Wer länger denkt, bleibt lange jung!
Thesenpapier als Diskussionsgrundlage für das Forum der Generationen im Landtag von Sachsen-Anhalt
Die Autorin Ulrike Frosch M. A. ist Magdeburgerin sowie Berufs- und Betriebspädagogin und Soziologin. Gegenwärtig ist sie als wissenschaftliche Mitarbeiterin am Lehrstuhl für Betriebspädagogik der Otto-von-Guericke Universität Magdeburg tätig. Ihre Arbeits- und Forschungsschwerpunkte liegen im Bereich der arbeitsorientierten Kompetenzentwicklung und -messung, der Organisationstheorie und Organisationsentwicklung sowie der Lebenslauf- und Biographieforschung. Aktuell arbeitet sie im Projekt „Weiterbildungscampus“, in dem sie innerhalb des Teams der Organisationsentwicklung die organisationalen Rahmenbedingungen für die Initialisierung und Institutionalisierung wissenschaftlicher Weiterbildung für den Standort Magdeburg analysiert. Sie hat folgende Arbeitsthesen als Grundlage für die Diskussion in der Arbeitsgruppe „Lebenslanges Lernen“ aufgestellt.
These 1:
Lebenslanges Lernen ist eine Haltung, nicht nur Prozess.

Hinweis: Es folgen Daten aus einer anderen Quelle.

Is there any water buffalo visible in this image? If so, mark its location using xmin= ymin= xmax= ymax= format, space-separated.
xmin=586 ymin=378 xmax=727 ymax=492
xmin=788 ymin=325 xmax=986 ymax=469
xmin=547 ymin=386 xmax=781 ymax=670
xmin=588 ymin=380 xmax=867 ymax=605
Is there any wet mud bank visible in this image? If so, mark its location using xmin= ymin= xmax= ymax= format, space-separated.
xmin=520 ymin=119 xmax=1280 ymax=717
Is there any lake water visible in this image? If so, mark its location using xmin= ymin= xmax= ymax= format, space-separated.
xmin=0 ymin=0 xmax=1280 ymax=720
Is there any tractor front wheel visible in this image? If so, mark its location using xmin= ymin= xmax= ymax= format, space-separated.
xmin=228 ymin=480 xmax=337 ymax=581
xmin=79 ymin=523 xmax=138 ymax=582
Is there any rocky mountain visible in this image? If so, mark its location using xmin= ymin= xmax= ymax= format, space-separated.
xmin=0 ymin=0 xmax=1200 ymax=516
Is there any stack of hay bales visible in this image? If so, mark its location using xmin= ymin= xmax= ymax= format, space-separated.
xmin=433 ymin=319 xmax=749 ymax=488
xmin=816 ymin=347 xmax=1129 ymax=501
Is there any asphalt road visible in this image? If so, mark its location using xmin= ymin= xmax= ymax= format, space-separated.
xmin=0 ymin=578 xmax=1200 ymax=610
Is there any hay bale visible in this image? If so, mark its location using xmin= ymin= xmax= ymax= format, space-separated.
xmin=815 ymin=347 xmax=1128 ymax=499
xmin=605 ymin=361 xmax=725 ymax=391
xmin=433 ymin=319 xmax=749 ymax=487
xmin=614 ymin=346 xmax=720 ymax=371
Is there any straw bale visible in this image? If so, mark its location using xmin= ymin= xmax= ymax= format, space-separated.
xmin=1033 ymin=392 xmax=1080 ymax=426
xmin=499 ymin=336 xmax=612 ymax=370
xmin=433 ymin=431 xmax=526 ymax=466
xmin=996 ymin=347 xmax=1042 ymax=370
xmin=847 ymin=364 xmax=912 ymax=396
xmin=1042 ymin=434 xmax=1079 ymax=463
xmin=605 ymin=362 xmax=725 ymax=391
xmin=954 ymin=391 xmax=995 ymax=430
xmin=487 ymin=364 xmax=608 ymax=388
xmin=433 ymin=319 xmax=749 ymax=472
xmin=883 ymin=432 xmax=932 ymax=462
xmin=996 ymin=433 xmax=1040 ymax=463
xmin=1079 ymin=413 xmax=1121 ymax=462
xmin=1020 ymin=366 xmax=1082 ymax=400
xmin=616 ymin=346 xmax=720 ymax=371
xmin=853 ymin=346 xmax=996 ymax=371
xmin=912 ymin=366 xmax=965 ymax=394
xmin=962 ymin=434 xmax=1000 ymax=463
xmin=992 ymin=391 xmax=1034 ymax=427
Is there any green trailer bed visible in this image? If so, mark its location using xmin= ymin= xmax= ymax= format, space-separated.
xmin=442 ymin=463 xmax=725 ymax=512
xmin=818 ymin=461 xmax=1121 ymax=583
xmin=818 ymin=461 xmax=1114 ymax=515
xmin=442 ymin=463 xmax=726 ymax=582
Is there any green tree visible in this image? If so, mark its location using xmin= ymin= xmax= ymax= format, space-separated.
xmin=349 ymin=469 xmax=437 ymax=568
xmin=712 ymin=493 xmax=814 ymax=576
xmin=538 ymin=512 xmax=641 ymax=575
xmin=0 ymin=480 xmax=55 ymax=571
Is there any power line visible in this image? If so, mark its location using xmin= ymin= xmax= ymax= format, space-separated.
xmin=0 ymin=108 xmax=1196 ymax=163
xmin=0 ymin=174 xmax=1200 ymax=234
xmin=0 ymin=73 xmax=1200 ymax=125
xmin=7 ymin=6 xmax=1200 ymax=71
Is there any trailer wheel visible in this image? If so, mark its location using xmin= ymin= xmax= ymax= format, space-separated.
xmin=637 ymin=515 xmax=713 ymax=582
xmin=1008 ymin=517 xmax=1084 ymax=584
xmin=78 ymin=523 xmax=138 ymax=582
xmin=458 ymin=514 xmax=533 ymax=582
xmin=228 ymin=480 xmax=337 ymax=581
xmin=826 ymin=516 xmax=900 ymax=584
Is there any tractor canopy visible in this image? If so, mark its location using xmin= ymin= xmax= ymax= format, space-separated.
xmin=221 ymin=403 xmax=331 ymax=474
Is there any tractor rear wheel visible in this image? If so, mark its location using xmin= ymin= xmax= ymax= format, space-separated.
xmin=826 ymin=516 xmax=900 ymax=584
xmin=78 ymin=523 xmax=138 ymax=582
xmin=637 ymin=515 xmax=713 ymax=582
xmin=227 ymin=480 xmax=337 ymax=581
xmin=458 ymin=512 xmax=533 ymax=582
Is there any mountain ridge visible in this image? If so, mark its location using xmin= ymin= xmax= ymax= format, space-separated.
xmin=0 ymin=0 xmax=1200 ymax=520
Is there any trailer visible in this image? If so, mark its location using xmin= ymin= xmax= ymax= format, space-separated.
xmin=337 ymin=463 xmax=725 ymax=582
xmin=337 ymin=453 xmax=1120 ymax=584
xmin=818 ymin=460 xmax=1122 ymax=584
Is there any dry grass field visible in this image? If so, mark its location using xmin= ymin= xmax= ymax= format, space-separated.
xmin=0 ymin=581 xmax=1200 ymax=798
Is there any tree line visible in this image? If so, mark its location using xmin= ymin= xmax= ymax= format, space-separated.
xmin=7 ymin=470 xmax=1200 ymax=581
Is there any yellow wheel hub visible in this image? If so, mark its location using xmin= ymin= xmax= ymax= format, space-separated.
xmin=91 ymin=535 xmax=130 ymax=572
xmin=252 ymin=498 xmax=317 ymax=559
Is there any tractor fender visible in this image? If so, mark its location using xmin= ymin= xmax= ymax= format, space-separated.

Lebenslanges Lernen (LLL) ist auf das Nebeneinander von Arbeiten, Weiterbildung, Freizeit und sozialem Engagement ausgerichtet und soll den stetigen Kompetenzzuwachs des Einzelnen fördern. LLL setzt dabei auf die Freiheit, Inhalte und Formen des Lernens, die gut für die eigene (berufliche) Entwicklung sind, selbst auszuwählen. Aber bereitet die schulische Bildung und berufliche Ausbildung genügend auf die damit einhergehenden Anforderungen vor?
These 2:
Es braucht ausreichend Gelegenheiten und leichte Zugangsmöglichkeiten für lebenslanges Lernen.
Bildung war noch nie so vielen Menschen zugänglich, wie heute. Bildungseinrichtungen boomen, es gibt zahlreiche Angebote in unterschiedlichen Formaten (Präsenzveranstaltungen, Online-Kurse, gemischte Varianten). Gleichzeitig zeigt sich jedoch, dass obwohl in Deutschland ein Zuwachs an Weiterbildungsaktivitäten zu verzeichnen ist, beispielsweise Arbeitslose, Teilzeiterwerbstätige, Arbeiterinnen und Arbeiter, Un-/Angelernte und Geringverdienende nicht in dem Maße von Weiterbildungsangeboten profitieren können, wie andere Teilgruppen. Das bezieht sich sowohl auf die Teilhabe (den Zugang) an zielgruppenspezifischen Angeboten als auch auf die persönlich motivierte, aktive Teilnahme. Was macht die Teilhabe und Teilnahme für unterschiedliche Zielgruppen aus? Wie können sie ggf. gefördert werden?
These 3:
Lebenslanges Lernen ist mehr als eine individuelle Aufgabe, es ist ein gesellschaftlicher Auftrag.
Lebenslanges Lernen setzt auf die individuelle Freiheit, im Lebensverlauf geeignet erscheinende Bildungsangebote in Anspruch zu nehmen. Im Kontext der Bildungs- und Arbeitsmarktpolitik entsteht jedoch ein Spannungsfeld zwischen persönlichen Interessen und den gesellschaftlichen Anforderungen. Die demografische Entwicklung wird in den nächsten Jahren spürbare Auswirkungen auf den Arbeitsmarkt im Land Sachsen-Anhalt haben. So wird die Bevölkerung im erwerbsfähigen Alter um ca. 26 % abnehmen. Hauptengpässe wird es vor allem im Bereich der Gesundheits- und Sozialberufe geben. Wie ist das in Einklang zu bringen?
These 4:
Nicht das tatsächliche Alter, sondern das vorherrschende Altersbild dominiert die Teilnahme und Teilhabe an lebenslangem Lernen.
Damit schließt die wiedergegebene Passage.